¿Acaso no debía, antes bien, un hombre saberlo todo, destacar en múltiples actividades, iniciarla a una en las energías de la pasión, en los refinamientos de la vida y en todos los misterios? Pero éste no enseñaba nada, no sabía nada, no deseaba nada. Creía que ella era feliz; y Emma le guardaba rencor por esa tranquilidad tan firme, por esa cachaza tan serena, e incluso por la felicidad que ella le daba.
La Señora Bovary, G. Flaubert
Traducción de María Teresa Gallego Urrutia
Tengo por delante más de dos horas: solas tú y la mesa de madera, los lápices afilados, los libros dispuestos en orden, el folio en blanco y el cursor parpadeando. La Señora Bovary está a mi lado; también todas las anotaciones de La orgía perpetua. He leído (de nuevo) estas semanas ambas obras, y ahora es el gran momento: ahí van las primeras líneas de mi ensayo. Es algo parecido a la magia, porque de la nebulosa de ideas que se atropellan en tu mente hay de repente una ilación que encadena una tras otra y cobra forma definida y orden preciso.
Esta novela es especial para mí por varios motivos que no vienen al caso. Puedo decir que me fascina el personaje que es Flaubert, me parece Arte la minuciosidad y la precisión de los vocablos, la elección del tempo de cada escena de la novela... Es el placer del lector: saborear cada palabra y cada párrafo sabiendo que un pretérito perfecto simple no indica el mismo pasado que un pretérito imperfecto.
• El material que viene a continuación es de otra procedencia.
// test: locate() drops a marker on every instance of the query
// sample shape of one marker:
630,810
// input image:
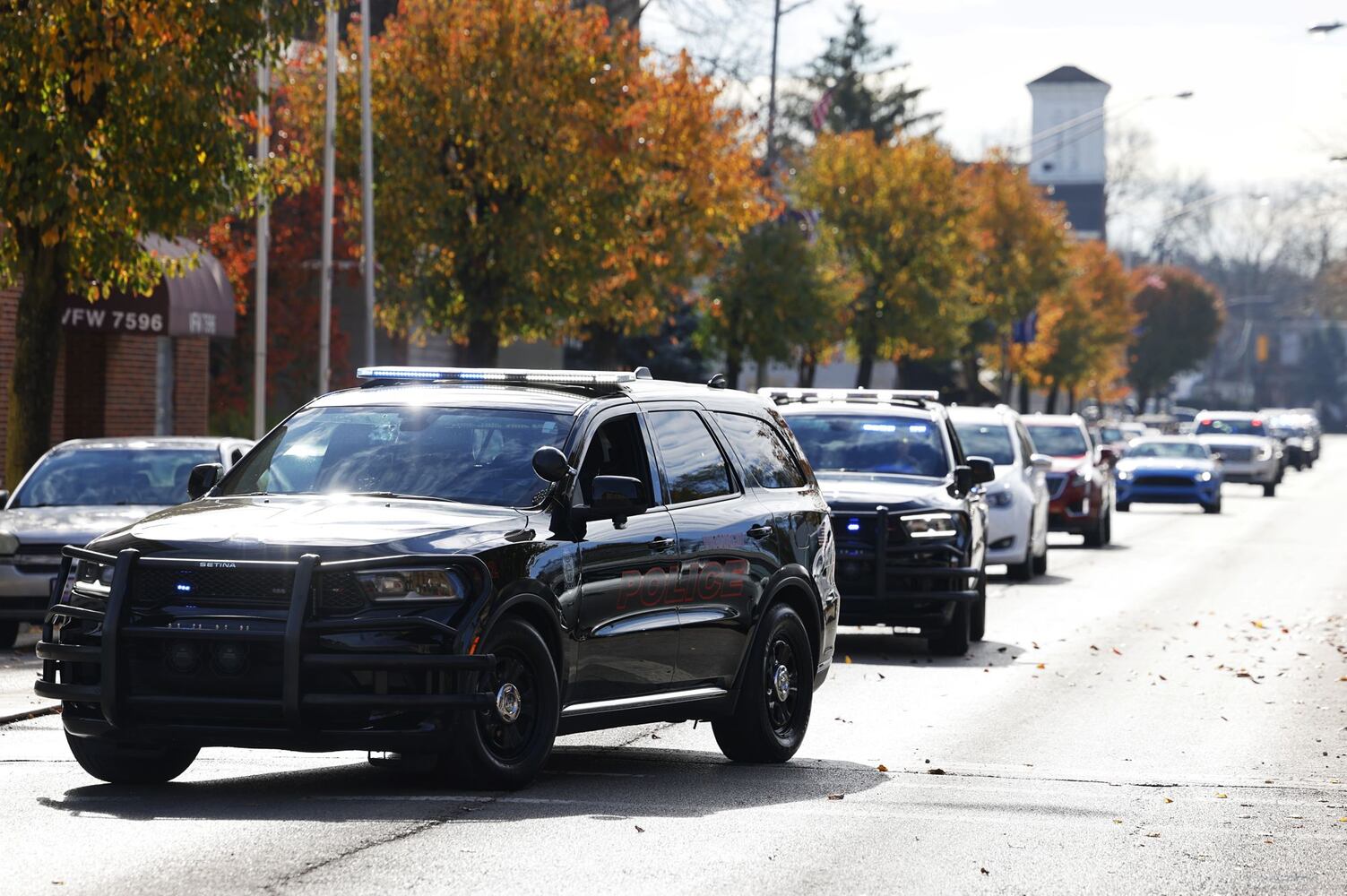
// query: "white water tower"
1067,152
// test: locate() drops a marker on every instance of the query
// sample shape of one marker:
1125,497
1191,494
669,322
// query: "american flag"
821,109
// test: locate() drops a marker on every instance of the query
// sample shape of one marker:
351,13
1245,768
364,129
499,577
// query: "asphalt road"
1164,716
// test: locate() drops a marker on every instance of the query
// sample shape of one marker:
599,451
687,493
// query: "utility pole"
263,240
324,299
367,176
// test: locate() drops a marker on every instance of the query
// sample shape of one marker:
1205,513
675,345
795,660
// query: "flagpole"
324,299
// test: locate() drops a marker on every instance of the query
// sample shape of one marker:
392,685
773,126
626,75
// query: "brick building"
133,366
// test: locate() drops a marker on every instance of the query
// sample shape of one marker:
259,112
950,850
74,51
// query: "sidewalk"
18,671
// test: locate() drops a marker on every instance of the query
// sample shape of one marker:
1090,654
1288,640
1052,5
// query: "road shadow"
578,781
875,647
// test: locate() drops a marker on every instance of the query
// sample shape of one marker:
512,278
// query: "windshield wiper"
402,496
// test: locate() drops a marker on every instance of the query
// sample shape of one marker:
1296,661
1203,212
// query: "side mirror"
963,478
203,478
615,497
549,464
983,470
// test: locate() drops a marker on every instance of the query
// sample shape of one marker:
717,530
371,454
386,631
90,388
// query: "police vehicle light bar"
512,376
870,396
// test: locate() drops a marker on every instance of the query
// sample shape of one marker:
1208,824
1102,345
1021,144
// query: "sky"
1269,101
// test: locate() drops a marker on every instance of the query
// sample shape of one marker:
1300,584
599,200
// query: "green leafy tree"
859,85
117,120
780,296
900,220
1179,317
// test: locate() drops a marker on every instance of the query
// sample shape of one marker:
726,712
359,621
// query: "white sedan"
1017,526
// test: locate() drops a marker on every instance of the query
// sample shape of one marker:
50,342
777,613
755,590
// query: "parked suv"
454,566
1017,527
1245,444
78,491
908,510
1081,480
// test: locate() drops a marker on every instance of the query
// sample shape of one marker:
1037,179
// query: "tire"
954,639
117,762
490,752
978,616
765,727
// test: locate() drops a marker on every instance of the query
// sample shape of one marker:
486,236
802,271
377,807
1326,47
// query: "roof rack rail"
588,380
912,398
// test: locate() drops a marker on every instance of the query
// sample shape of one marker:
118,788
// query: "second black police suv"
908,511
455,566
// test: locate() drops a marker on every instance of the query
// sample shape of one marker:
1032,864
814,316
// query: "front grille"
1239,453
157,586
38,558
1165,481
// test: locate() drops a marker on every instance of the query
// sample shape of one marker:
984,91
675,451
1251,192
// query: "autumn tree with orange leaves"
1084,326
538,174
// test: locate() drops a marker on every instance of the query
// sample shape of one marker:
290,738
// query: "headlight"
385,586
93,578
931,526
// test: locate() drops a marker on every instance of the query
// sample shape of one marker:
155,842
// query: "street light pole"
324,297
260,269
367,176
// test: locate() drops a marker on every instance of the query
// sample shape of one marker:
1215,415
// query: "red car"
1081,481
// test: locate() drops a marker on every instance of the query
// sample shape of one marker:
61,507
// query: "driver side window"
616,449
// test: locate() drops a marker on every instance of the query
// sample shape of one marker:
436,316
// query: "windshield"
986,439
102,478
1059,441
868,444
476,456
1237,426
1189,451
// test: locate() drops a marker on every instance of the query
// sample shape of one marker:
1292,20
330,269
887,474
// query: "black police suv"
908,511
458,564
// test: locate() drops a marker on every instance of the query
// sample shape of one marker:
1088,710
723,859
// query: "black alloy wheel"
504,745
776,697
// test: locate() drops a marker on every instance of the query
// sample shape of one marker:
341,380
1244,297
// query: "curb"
32,713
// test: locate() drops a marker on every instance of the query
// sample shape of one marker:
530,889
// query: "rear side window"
765,457
693,461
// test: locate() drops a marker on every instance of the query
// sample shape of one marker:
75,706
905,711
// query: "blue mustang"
1168,470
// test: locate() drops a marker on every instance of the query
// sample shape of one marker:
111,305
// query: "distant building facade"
1067,150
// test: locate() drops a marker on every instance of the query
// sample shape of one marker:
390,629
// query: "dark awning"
200,302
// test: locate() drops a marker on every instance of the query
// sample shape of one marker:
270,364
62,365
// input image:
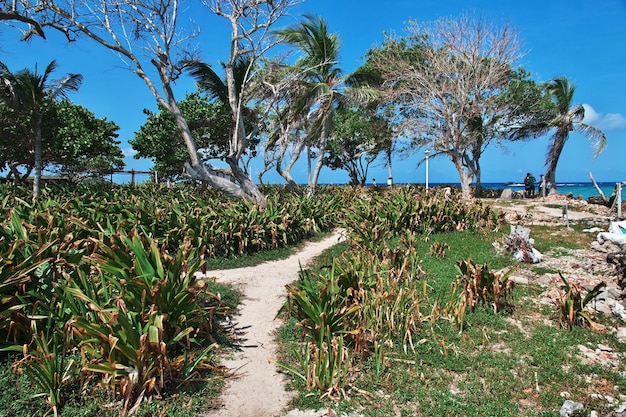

Hacía semanas que buscaba una mañana de sol para compartirla con Emma, Charles, Rodolphe, Lèon, con las confesiones de Flaubert a Louise Colet, con las traducciones de la obra que modifican el sentido de algunos pasajes... es hilar fino, ¡y qué placer!
A veces, escribir es tan intenso como vivir: todos somos un poco quijotes. Así lo declara el narrador cuando nos deja ver la mente de Emma mientras redacta la carta para su amante:
Pero, al escribir, intuía a otro hombre, a un fantasma hecho con sus recuerdos más ardientes, sus lecturas más hermosas, sus concupiscencias más fuertes; y acababa por volverse tan auténtico y tan accesible que la dejaba palpitante y maravillada, aunque no pudiera, pese a todo, imaginarlo con claridad, pues se perdía, como un dios, tras la abundancia de sus atributos.
Flaubert es infinito, tanto como Cervantes: una odisea interpretativa, un viaje más allá de Ítaca.